Seb slowly turns to face us, and I see all of his pain. This isn’t how he pictured this moment, and it isn’t what he deserves. I know deep down in my bones that what Donna said about Seb always wanting to be a dad is true, and I know that on some level he’s imagined this moment. The proud moment of informing his family that he’s about to become a father for the first time. But he’s been robbed of that joy by my loose tongue. How could he enjoy anything while Josh is missing?
“Well, now you know,” he says simply.
“Now I know.”
“We can talk about the baby as much as we want in the future,” I say, trying to inject some happiness into my voice. “Right now, let’s focus on Josh and everything we need to do to find him. I’ll get on social media and set up a post. Maybe it’ll go viral and someone will have seen him. I need a recent photograph and I’ll be all set.”
“You can get one from his Facebook page,” Seb says.
“Right. That can be my job.”
Seb says his goodbyes and leaves the kitchen.
Forgetting the kettle, I go through into the house and dig out the Braithwaite’s laptop. I get on with my task, finding a clear picture of Josh
and creating the post. Then I contact his Facebook friends, hoping that they can shed some light on where he might be. Some reply straight away and express surprise. This isn’t like him at all, they say.
After a while, I start to immerse myself in my task. There are plenty of social media sites to try and lots of people to contact. I even start to do some research on local businesses who might share the post with their followers. It’s over an hour later when Donna comes into the lounge and places a cup of tea on the coffee table in front of me. Her eyes are still wet, but she has more clarity about her than before.

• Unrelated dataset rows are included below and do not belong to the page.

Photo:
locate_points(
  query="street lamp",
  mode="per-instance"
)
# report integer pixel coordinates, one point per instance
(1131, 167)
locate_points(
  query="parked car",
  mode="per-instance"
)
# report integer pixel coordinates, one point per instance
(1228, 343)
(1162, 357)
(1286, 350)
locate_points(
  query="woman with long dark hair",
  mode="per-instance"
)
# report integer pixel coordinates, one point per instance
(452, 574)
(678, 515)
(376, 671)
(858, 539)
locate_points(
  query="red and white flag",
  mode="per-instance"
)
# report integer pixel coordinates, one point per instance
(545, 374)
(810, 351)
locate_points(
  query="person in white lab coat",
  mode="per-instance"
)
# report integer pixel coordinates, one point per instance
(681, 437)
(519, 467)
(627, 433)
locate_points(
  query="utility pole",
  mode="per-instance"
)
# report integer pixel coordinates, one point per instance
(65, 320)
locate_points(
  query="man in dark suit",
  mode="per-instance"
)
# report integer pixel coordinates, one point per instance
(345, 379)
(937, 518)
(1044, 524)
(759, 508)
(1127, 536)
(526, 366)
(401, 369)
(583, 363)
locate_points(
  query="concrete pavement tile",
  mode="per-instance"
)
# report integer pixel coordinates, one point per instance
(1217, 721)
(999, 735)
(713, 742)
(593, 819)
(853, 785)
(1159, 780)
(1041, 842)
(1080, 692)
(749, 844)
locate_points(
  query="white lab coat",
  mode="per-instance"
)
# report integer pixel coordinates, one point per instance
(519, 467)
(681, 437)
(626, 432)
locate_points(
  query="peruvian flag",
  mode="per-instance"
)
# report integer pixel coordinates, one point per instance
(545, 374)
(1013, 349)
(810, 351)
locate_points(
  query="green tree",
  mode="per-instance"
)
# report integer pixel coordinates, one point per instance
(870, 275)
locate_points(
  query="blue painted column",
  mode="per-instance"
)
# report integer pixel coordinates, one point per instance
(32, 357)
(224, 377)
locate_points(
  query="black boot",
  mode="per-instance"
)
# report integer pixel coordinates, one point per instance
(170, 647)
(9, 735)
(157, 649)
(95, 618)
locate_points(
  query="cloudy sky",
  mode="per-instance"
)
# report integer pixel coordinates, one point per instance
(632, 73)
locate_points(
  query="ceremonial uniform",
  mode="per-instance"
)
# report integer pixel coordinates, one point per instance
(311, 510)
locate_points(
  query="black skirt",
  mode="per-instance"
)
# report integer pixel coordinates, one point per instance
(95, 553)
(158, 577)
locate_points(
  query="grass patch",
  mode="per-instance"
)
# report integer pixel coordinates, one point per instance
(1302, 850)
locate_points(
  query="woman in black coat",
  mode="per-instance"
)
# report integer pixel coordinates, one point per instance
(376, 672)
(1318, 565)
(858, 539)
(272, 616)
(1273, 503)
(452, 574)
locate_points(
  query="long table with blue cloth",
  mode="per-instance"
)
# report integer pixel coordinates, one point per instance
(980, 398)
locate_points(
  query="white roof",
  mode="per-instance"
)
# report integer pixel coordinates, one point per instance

“I can’t work that thing.” She gestures to the laptop. “Useless. My own son is missing and there’s nothing I can do.”
I feel for her because I’ve felt the same sinking feeling of uselessness in the past. “Did you and Seb try hospitals this morning?”
“Seb called all the major ones first thing.”
“You could try them again,” I suggest.
“I don’t want to block the line,” she says. “In case he calls.”
“You can use my phone if you like.” I hand it over to her and she sits down on the sofa with a copy of the yellow pages, licking her fingers to flip the thin paper.
The rest of the day goes by in a blink. Seb comes and goes, checking in to see if we’ve discovered anything, then disappearing to finish farm tasks, rearrange appointments, and drive around in the truck. He takes Josh’s dog with him, hoping Patch will sniff out his owner. But when he calls in, we have nothing to tell him. We learn nothing. All I know is that I feel a sense of dread building up and I can’t shake it.
When the sun goes down, tea isn’t strong enough anymore. Seb opens an old bottle of Bells and takes a swig. None of us can make conversation because we’re so raw inside. I think of Rose Cottage alone on the edge of the moors. Now in darkness.
The landline rings and Seb’s mother snatches up the phone. “Hello.” The phone falls from her hand.
We both lunge for her at the same time, but it’s Seb who catches her when she swoons.
“They’ve found a body,” she says. “They’ve… They’ve found a…” The wail is so broken and hoarse that it will forever be in my nightmares.